Connect with me on Open Science Framework | Contact me via LinkedIn
R analysis script for analyzing Alpha (distribution of attribute level-wise means of the participants’ utilities) across successive iteration steps. Estimation uses the PlayStation 4 bundle example (see Chapter 4 in lecture). Estimation was done in Sawtooth Software Lighthouse Studio v.9.8
Beware: R is a context-sensitive language. Thus, ‘data’ will be interpreted not in the same way as ‘Data’ will.
In R most functionality is provided by additional packages.
Most of the packages are well documented, See: https://cran.r-project.org/
The code chunk below first evaluates if the package pacman is already installed to your machine. If yes, the corresponding package will be loaded. If not, R will install the package.
Alternatively, you can do this manually first by executing install.packages(“pacman”) and then library(pacman).
The second line then loads the package pacman
The third line uses the function p_load() from the pacman package to install (if necessary) and load all packages that we provide as arguments.
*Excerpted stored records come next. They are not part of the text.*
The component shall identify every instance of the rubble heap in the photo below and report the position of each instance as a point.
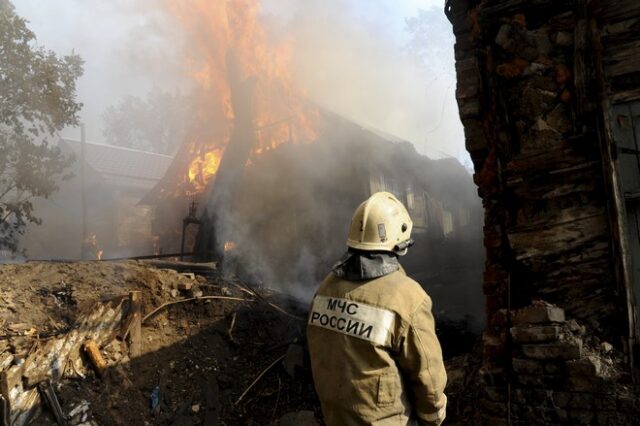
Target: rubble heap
(536, 85)
(208, 350)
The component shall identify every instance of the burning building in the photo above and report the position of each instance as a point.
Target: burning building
(96, 213)
(273, 179)
(548, 95)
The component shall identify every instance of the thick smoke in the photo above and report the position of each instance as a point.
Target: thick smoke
(360, 60)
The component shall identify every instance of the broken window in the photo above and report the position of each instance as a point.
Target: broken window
(626, 134)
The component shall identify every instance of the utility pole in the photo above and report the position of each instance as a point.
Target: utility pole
(83, 194)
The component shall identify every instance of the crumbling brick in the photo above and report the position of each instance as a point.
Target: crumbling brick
(539, 314)
(543, 333)
(557, 350)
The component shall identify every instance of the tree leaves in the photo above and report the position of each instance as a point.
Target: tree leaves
(37, 99)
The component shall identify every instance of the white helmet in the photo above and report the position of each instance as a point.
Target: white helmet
(381, 223)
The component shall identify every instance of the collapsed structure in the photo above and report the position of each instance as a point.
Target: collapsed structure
(549, 98)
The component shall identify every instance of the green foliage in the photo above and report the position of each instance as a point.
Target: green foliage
(37, 99)
(158, 123)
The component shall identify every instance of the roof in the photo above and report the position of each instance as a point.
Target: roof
(121, 166)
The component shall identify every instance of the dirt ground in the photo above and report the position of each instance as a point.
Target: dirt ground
(205, 361)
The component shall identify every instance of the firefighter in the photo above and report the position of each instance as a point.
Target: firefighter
(374, 353)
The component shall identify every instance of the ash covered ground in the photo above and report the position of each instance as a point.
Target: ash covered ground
(203, 361)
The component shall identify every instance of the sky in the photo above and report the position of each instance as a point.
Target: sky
(351, 56)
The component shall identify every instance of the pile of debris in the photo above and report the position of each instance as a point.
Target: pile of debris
(98, 343)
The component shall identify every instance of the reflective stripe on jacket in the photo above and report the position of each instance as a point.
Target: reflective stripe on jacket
(375, 357)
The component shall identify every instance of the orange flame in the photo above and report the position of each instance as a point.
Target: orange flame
(92, 241)
(215, 28)
(203, 167)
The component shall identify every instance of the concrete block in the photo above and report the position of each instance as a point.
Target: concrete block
(539, 314)
(584, 374)
(527, 366)
(558, 350)
(542, 333)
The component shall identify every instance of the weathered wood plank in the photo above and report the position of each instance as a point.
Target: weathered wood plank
(50, 360)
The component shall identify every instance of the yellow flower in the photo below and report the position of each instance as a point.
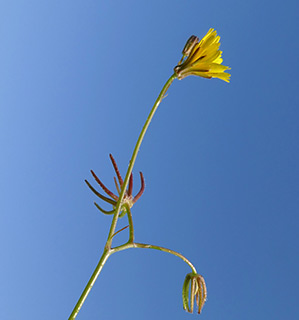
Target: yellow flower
(203, 58)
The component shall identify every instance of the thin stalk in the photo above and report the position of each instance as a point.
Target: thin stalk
(130, 220)
(150, 246)
(108, 251)
(133, 159)
(90, 284)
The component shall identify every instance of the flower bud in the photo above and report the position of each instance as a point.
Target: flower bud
(195, 287)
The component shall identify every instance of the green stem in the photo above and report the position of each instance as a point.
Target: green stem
(150, 246)
(108, 251)
(90, 284)
(133, 159)
(131, 227)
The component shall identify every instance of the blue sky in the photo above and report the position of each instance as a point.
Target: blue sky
(220, 161)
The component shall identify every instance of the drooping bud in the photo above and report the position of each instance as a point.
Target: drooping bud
(195, 287)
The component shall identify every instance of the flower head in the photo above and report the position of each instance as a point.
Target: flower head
(202, 58)
(128, 198)
(194, 285)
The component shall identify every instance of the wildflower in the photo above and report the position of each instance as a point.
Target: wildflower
(194, 283)
(127, 199)
(202, 58)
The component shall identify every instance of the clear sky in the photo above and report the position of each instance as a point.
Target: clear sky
(220, 161)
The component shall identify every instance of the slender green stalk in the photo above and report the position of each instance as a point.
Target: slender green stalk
(90, 284)
(133, 159)
(130, 219)
(150, 246)
(108, 251)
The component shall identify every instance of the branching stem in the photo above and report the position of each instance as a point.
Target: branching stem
(130, 244)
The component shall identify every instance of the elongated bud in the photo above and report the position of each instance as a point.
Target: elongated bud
(195, 287)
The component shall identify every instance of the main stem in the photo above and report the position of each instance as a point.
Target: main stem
(133, 159)
(150, 246)
(108, 251)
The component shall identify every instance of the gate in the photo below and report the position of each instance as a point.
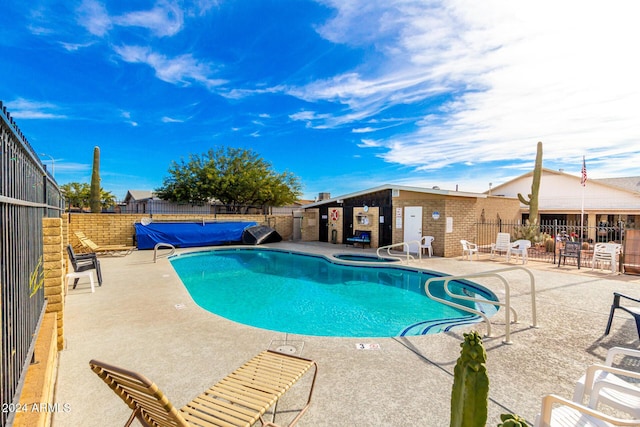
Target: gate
(548, 236)
(27, 194)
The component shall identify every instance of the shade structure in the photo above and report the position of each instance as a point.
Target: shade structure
(259, 234)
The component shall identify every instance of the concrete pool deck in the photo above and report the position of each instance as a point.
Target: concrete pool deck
(143, 319)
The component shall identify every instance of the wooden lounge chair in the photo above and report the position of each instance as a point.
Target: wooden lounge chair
(240, 399)
(92, 247)
(633, 309)
(468, 249)
(502, 244)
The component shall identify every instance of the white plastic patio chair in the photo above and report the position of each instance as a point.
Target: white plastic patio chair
(502, 244)
(520, 247)
(468, 249)
(425, 244)
(570, 414)
(605, 384)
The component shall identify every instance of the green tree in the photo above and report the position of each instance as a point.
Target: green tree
(77, 196)
(234, 176)
(95, 192)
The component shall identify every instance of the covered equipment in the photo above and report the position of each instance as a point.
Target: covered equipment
(259, 234)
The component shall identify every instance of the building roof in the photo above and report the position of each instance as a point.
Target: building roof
(434, 190)
(137, 195)
(631, 183)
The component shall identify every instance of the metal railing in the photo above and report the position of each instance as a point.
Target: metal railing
(27, 194)
(506, 304)
(548, 236)
(406, 249)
We can see which arguments a function understands by pressing ‘F1’ while setting the cursor into the function’s name.
if(!"pacman" %in% rownames(installed.packages())) install.packages("pacman")
library(pacman)
pacman::p_load(tidyverse, haven, labelled, knitr, bayestestR, bayesplot)
In case you are not able to load a package, try to first install it via for example ‘install.packages(foreign)’ whereby foreign is the name of the package.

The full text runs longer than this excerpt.